Another issue will be how to characterize the most basic elements contributing to ToM in neuroanatomical terms. An important recent direction in all of cognitive and systems neuroscience has been to think of networks of brain regions, rather than individual regions. While such networks are often identified from fMRI resting-state data, they can be extracted from cognitive activation tasks as well. How they map onto basic behaviors is still very much a work in progress, although some initial schemes are starting to emerge. It seems clear that some such network-based inventory of neuroanatomical “basis functions” will need to replace the current region-based literature.

Some time ago, it might have been argued that the kind of decomposition and reconstruction we are envisioning might prove impossible, if it had not been done for any higher-level cognitive process. But it has been accomplished, at least in broad terms. The best example of this is for memory. The psychological concept of memory has been successfully fractionated into temporal stages (encoding, consolidation, retrieval), has been decomposed into types of memory (declarative, procedural, etc.), and has been identified with specific neural structures and systems (the hippocampus for declarative memory, the amygdala for Pavlovian fear conditioning, etc.) as well as cellular processes (long-term potentiation, spike-timing-dependent plasticity). Of course, our understanding of memory is by no means complete, and the above examples are much more complicated than their brief sketch would indicate. But, at least in broad strokes, we know a lot about the components of memory and how they generate a psychological instance of memory performance on a task. We anticipate doing something similar for ToM.

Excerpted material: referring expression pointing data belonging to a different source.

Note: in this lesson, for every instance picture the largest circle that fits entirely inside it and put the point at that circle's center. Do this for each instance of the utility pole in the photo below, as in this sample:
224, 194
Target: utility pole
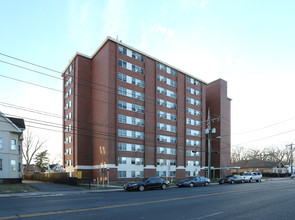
291, 158
209, 144
209, 131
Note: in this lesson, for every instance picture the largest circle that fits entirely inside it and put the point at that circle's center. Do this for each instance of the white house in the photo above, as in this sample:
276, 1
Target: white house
11, 137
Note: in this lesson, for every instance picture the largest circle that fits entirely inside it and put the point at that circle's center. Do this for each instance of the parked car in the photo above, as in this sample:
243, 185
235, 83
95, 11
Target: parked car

It may well be that decomposition of ToM should be expected to be more like a decomposition of fluid intelligence than a decomposition of memory: specific, basic neural mechanisms (like spike-timing-dependent plasticity) may not emerge, and a very distributed set of neural regions may be involved. Indeed, we may need to take into account factors outside the brain. In this effort, a possibly helpful tool emerges from the conceivable parallels between reading minds and reading print. That is, authors have argued that explicit ToM is a culturally inherited skill, analogous to reading print: there is no brain system “for” such a skill, but rather the skill emerges in a cultural context through recruitment of many available processes. It may prove fruitful to borrow theories and methods from research on other complex cognitive processes and behaviors, such as acquiring the ability to read print, and implement them in our efforts to decompose and subsequently reconstruct the mechanisms underlying ToM.

In summary, the project of mapping behavior to psychology to neurobiology in the case of Theory of Mind requires revising our concepts at multiple levels. All levels are valuable, since each captures regularities that are less economically described at other levels, and so none can be eliminated. Our core argument has been that ToM has problems with how it has been constrained. Specifically, it has been constrained too little in the diverse usages across our field, and it has been constrained too much by anchoring to a single concept (representing other minds) without easy translation downwards. Deconstructing ToM to a fully fleshed-out list of building blocks, and then reconstructing it, is, of course, a huge undertaking that will require a concerted effort across the scientific community. Our aim here has been to sketch what we hope could be a common vision to achieve that goal.